HuguenotMemorialMuseum.jpgTo honour their memory, South Africans have erected several monuments. The two most prominent are the Huguenot Memorial Museum and the Huguenot Monument (pictured at right, courtesy of Wikipedia). Both are in Franschhoek.

The Monument’s Wikipedia entry (click this link then on the monument picture for an expanded view) explains the symbolism behind the design:

The monument was designed by J.C. Jongens, completed in 1945 and inaugurated by Dr. A.J van der Merwe on 17 April 1948.

The three high arches symbolize the Holy Trinity, the Father, Son and Holy Spirit. On top of the arches is the sun of righteousness and above that, the cross of their Christian faith.

The central female figure, created by Coert Steynberg, personifies religious freedom with a bible in her one hand and broken chain in the other. She is casting off her cloak of oppression and her position on top of the globe shows her spiritual freedom. The fleur-de-lis on her robe represents a noble spirit and character.
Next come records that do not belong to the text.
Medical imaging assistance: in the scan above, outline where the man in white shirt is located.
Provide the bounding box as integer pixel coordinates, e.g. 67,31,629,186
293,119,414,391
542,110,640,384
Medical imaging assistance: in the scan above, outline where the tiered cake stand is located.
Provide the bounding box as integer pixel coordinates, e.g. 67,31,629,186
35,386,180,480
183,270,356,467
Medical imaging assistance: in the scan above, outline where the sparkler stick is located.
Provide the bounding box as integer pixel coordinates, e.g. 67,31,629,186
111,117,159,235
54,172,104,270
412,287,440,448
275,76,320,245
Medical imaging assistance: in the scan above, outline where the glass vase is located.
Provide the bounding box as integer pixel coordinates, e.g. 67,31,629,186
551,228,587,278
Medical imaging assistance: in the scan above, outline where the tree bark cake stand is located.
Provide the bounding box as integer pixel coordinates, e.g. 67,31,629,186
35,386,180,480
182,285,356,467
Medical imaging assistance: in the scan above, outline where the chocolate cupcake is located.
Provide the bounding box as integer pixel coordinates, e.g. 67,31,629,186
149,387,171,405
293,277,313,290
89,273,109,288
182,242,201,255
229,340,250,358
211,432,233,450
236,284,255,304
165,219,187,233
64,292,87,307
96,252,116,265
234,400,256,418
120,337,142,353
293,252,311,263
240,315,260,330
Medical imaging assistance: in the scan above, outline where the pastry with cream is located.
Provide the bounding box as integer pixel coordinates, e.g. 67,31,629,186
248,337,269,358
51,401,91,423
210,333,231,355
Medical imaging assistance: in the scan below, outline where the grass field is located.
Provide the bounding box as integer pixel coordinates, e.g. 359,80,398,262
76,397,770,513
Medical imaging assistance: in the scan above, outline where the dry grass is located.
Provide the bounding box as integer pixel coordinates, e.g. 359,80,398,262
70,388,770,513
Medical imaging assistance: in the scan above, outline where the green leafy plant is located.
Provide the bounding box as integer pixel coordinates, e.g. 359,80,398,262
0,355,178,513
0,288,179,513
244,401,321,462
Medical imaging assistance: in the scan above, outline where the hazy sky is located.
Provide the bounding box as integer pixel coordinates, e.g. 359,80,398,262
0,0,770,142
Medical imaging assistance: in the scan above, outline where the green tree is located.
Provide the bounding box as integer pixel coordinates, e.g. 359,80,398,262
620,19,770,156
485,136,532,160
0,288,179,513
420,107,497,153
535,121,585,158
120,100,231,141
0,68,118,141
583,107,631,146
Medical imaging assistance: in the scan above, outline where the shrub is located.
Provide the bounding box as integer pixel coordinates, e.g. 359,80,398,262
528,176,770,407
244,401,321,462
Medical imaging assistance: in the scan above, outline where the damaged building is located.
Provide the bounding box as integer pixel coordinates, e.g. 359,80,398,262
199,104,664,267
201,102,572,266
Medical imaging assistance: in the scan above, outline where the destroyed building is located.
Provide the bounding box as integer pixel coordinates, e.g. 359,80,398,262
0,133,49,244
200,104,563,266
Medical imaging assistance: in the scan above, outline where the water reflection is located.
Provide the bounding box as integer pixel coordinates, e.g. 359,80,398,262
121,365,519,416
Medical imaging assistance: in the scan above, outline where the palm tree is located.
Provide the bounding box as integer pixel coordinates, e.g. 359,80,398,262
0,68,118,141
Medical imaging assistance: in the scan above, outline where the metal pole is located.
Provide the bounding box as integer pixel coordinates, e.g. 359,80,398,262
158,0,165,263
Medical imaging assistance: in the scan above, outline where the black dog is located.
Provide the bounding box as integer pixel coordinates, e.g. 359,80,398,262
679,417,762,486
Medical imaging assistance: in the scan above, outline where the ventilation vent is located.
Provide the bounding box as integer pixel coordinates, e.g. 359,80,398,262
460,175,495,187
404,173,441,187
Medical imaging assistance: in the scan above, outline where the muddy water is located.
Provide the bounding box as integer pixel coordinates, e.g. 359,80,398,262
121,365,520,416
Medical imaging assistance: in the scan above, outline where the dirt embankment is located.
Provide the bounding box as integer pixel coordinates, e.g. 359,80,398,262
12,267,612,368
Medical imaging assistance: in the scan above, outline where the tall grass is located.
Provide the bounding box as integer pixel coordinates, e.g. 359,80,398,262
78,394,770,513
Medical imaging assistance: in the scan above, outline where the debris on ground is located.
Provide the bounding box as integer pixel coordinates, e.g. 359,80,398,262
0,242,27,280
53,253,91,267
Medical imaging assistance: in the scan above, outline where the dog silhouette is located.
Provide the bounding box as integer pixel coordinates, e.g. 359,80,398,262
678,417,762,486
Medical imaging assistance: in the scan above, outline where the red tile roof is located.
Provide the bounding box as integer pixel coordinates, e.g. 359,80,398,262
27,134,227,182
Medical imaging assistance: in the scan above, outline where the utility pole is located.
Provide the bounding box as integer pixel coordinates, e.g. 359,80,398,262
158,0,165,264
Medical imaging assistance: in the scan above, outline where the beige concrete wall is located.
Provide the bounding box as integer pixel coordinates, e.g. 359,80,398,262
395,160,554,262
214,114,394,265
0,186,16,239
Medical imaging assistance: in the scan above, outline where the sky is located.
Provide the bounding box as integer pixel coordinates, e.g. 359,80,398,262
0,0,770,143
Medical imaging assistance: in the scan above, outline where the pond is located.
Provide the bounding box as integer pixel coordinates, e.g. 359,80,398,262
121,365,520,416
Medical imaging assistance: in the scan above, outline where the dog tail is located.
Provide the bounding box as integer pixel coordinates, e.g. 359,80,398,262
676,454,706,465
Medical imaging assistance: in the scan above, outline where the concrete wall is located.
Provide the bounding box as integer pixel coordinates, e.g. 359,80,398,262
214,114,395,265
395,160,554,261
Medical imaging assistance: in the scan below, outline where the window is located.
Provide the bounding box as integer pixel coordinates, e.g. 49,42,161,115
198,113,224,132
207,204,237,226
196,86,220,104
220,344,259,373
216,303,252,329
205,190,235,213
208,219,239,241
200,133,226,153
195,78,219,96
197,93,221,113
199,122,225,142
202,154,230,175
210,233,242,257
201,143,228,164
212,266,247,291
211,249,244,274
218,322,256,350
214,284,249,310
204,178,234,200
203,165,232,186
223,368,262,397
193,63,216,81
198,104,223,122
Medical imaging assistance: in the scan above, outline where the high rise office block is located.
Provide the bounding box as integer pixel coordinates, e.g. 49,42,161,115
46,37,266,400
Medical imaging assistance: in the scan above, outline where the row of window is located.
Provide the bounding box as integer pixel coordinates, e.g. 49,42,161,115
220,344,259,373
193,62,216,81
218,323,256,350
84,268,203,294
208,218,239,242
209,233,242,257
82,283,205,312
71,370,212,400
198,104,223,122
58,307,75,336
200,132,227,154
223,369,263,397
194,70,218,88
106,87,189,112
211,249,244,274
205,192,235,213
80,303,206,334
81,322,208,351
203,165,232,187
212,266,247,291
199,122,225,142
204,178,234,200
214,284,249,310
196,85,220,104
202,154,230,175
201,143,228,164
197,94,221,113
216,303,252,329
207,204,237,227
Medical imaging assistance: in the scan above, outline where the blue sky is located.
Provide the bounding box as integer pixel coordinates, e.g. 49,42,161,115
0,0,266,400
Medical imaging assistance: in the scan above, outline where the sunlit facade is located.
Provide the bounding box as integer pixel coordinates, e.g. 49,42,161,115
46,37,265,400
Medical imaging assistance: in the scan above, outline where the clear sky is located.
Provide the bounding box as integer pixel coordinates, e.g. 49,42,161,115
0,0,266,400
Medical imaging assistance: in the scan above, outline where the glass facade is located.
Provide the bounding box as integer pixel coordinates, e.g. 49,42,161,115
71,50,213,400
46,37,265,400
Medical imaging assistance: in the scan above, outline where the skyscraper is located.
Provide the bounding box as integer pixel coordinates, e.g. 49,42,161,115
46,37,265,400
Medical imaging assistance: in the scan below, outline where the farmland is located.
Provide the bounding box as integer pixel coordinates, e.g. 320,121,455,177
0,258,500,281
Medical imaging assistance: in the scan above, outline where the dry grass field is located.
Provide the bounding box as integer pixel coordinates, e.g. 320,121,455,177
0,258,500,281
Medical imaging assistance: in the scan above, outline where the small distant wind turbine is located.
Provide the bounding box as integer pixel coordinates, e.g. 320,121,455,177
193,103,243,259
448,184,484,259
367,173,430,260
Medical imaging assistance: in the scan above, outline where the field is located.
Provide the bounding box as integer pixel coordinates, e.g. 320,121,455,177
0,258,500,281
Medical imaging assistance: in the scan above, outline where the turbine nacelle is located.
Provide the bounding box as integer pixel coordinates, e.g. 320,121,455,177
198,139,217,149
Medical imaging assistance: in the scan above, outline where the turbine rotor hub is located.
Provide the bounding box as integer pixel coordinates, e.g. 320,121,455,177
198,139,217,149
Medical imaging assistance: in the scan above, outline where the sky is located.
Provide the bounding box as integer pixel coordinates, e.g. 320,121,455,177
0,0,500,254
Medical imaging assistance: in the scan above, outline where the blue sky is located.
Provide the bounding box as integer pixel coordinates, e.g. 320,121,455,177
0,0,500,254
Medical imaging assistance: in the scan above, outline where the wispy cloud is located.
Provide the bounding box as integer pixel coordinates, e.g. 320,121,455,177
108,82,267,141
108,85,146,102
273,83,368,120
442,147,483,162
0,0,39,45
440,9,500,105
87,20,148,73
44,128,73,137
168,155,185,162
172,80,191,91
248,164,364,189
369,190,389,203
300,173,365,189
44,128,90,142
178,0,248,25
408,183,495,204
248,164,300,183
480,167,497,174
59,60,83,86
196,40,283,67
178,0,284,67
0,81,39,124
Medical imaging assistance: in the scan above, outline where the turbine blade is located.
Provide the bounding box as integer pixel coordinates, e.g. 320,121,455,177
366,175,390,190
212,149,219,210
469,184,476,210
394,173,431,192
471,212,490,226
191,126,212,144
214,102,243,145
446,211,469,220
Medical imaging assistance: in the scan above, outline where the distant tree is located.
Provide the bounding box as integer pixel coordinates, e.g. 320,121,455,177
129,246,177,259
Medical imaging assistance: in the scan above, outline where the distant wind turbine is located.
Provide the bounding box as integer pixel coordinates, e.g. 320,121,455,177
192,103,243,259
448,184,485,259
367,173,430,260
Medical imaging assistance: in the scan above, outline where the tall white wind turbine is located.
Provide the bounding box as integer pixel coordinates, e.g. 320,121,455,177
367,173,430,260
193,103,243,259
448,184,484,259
The southern tip of the globe shows the symbols of their religion (the Bible), art and culture (the harp), the agriculture and viticulture (the sheaf of corn and grape vine) and industry (spinning wheel).

The water pond, reflecting the colonnade behind it, expresses the undisturbed tranquility of mind and spiritual peace the Huguenots experienced after much conflict and strife.

It is a fitting tribute to a deserving people.

We can learn much from the Huguenot example in being responsible, faithful Christians.